Malgré son costume qui tombe à la perfection et lui donne une allure folle, Ian Bostridge n’est pas charming. Il y a en lui quelque chose de tranchant, une intelligence aiguë, un regard perçant, des os saillants, une réserve austère, qui font de chaque rencontre une reconquête. Il faut en passer par un instant de déconvenue, un oh, il n’est peut-être pas si bien que ça, en fait, moins que dans mon souvenir, pour retrouver ensuite ce qui est à l’origine de ce souvenir : une voix, une articulation, qui transforme le chant en parole.
Ce n’est pas une voix qui décoiffe1 ; pas l’un de ces tuyaux d’arrosage sonore qui vous submergent lorsqu’ils projettent dans votre direction. Pas de débordement chez Ian Bostridge, qui va chercher en lui-même la source de la parole, creuse un corps déjà maigre pour en extraire le chant juste, à chaque fois exprimé in extremis, quand bien même les phrases interminables prouvent que ses réserves sont chaque fois suffisantes, quoique chose fois épuisées. Chez lui, la parole est chantante par ses intonations davantage que par son air.
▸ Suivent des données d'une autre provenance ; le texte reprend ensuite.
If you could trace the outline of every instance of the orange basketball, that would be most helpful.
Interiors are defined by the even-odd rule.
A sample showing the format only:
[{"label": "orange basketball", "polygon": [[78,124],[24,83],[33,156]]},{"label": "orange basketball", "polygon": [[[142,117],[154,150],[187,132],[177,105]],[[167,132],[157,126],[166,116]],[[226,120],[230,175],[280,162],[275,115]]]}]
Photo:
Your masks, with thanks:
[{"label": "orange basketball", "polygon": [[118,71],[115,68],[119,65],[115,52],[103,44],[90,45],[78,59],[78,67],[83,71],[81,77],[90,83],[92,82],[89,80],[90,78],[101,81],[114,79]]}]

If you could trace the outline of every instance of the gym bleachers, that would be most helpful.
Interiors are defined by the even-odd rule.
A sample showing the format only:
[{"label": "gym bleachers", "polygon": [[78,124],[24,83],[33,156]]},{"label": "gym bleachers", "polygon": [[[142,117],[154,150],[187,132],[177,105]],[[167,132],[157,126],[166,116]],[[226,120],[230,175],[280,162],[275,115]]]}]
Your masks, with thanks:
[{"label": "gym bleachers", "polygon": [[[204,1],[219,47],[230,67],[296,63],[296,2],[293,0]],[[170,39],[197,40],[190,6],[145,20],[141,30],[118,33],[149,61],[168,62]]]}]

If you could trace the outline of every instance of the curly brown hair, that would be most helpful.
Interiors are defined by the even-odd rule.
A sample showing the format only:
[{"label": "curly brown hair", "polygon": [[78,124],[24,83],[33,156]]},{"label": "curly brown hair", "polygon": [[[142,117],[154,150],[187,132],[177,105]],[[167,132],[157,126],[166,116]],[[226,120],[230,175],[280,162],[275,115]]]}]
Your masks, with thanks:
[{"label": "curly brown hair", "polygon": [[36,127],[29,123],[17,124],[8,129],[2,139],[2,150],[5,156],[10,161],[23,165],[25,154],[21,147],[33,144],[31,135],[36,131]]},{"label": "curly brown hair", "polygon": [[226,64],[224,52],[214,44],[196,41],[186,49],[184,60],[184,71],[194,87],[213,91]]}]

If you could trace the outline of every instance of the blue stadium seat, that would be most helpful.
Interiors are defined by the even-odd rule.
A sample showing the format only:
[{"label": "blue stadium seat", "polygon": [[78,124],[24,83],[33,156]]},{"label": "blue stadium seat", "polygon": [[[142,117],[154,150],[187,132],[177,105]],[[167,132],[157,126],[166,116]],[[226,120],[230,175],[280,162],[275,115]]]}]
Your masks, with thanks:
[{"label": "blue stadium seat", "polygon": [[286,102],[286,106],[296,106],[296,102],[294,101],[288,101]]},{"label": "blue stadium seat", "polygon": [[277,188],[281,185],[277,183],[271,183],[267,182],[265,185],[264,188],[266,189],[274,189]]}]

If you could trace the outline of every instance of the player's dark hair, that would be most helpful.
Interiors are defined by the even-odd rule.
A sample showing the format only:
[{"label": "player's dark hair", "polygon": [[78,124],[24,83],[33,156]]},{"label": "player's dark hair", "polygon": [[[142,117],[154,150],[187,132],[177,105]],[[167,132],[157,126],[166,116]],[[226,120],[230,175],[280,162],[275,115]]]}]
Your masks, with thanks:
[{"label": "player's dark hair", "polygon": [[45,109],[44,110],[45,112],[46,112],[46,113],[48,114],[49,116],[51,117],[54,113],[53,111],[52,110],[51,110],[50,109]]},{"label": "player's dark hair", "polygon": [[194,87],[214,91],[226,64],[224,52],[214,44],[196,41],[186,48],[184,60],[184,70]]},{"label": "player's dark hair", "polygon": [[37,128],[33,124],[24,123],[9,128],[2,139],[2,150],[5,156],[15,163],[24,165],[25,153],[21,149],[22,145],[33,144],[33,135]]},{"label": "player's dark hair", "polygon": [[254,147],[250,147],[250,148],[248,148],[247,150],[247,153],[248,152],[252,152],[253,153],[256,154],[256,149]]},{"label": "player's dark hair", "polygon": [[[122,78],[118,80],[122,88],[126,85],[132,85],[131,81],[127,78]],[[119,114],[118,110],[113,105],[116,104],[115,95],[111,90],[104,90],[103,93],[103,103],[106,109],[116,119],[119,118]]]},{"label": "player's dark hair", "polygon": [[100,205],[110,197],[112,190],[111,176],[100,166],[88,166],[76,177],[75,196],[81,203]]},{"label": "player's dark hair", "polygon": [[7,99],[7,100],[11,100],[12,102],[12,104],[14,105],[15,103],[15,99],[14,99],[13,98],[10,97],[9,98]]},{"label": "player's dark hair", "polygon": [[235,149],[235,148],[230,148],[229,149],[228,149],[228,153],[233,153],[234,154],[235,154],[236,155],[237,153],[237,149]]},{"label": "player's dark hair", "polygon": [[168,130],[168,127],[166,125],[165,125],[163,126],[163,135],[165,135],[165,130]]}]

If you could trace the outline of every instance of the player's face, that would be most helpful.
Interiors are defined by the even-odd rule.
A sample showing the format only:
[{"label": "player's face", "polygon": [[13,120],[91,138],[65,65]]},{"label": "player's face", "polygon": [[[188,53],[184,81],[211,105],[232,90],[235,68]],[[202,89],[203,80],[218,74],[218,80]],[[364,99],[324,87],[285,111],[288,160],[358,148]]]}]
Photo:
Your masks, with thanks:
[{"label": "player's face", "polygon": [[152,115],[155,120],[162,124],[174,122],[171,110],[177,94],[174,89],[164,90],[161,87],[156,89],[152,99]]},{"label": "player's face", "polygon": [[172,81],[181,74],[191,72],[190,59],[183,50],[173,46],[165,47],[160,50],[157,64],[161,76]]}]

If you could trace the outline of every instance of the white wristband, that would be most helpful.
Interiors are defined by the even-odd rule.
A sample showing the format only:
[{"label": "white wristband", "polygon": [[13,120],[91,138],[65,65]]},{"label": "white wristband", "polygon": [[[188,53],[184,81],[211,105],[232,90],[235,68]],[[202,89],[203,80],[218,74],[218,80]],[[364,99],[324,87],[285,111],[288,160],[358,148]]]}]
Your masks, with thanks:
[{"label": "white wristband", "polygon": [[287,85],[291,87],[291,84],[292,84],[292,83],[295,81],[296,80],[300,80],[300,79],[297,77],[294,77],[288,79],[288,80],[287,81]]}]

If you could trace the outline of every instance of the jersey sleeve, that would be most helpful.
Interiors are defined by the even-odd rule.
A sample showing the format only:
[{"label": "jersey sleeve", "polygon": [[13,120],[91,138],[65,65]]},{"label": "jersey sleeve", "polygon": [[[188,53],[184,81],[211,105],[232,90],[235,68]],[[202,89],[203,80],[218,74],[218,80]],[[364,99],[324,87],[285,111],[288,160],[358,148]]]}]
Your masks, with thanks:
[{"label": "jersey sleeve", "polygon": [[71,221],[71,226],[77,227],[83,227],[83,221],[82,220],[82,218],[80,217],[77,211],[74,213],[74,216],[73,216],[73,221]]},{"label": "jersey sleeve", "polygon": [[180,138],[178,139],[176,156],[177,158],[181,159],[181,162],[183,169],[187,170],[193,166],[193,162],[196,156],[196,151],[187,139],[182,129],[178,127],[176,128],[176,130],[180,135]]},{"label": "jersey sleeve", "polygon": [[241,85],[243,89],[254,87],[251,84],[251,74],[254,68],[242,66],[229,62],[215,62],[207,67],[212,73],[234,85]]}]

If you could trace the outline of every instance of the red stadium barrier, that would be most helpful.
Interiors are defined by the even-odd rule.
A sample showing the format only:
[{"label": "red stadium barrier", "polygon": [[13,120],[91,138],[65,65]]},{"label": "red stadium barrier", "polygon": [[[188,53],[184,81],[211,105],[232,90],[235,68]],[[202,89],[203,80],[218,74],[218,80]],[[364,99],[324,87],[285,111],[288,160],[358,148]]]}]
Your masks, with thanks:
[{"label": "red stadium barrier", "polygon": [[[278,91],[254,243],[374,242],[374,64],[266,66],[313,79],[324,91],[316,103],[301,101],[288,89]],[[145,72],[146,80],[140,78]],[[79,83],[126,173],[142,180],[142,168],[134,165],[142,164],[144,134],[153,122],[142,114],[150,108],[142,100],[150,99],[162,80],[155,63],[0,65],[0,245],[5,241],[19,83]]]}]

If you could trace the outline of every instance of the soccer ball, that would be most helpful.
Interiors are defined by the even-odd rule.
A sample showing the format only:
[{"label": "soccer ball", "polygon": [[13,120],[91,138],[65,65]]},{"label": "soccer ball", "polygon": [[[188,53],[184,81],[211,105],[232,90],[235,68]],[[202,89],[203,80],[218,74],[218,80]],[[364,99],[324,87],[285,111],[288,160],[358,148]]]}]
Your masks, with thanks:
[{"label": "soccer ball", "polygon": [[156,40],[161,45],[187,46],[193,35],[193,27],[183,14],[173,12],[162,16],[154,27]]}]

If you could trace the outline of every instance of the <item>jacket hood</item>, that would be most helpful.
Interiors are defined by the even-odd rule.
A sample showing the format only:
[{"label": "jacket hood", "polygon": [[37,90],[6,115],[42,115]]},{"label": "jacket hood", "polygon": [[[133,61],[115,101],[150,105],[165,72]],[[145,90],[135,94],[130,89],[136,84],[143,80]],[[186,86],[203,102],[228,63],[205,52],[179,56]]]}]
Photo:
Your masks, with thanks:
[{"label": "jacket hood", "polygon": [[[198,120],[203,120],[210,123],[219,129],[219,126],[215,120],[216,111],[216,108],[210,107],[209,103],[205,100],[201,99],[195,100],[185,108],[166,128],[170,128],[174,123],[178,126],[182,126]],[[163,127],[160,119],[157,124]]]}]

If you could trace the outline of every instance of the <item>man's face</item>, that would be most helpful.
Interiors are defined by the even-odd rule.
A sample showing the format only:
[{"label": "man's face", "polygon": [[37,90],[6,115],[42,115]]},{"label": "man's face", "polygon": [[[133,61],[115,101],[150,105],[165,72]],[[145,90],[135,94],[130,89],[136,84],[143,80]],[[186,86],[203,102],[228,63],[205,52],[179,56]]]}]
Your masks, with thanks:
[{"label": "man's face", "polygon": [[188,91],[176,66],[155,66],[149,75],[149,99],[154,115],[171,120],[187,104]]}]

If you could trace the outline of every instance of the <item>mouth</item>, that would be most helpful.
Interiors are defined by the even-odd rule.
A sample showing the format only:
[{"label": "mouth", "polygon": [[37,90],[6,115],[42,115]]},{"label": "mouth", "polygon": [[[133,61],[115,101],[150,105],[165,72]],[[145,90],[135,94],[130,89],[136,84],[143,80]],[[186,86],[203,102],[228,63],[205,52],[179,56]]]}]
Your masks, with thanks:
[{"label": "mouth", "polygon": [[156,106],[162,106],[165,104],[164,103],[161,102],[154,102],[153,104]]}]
On la voit sillonner ses tendons, tendre son corps au point de lui faire plier un genou, soulever les pieds, et se faire expulser d’une caresse ou d’un claquement bien senti.
Surtout en anglais, à vrai dire. Les extraits qu’il chante en français sont plus secs que nerveux ; je ne saurais dire si cette aridité est à imputer à Lully et Rameau ou à leur interprète, mais c’est moins ma tasse de thé. Alors que quand il chante en anglais, oh my god ! De « One charming night » (extrait de The Fairy Queen, Purcell), sans livret, je ne comprends guère que la litanie des hundreds and thousands, mais cette comptabilité est dressée avec tant de poésie qu’elle me rappelle immédiatement les milliers oscula de je ne sais plus quel poète élégiaque latin… Avec lui, les anges n’ont plus rien de niais (« Waft her, angels, through the skies », extraits de Jephtha, Haendel) et Jupiter devient un charmant diablotin (« I must with speed amuse her / Lest she too much explain » extrait de Semele, Haendel). Je me laisse bercer par la musique, agacer par sa voix – tout à fait délectable. Les bis ne sont pas de trop, annoncés d’une voix de ténor, forcément (on devrait toujours avoir un ténor sous le coude pour annoncer les bis), jusqu’à ce que la chanteur déclare « La voix, ce soir, y’en a plus ». Finita. Ahlalala…
1 Remarque capillaire idiote : les cheveux tirés vers l’arrière lui donnent un petit air d’aigle inquiétant à la David Bowie.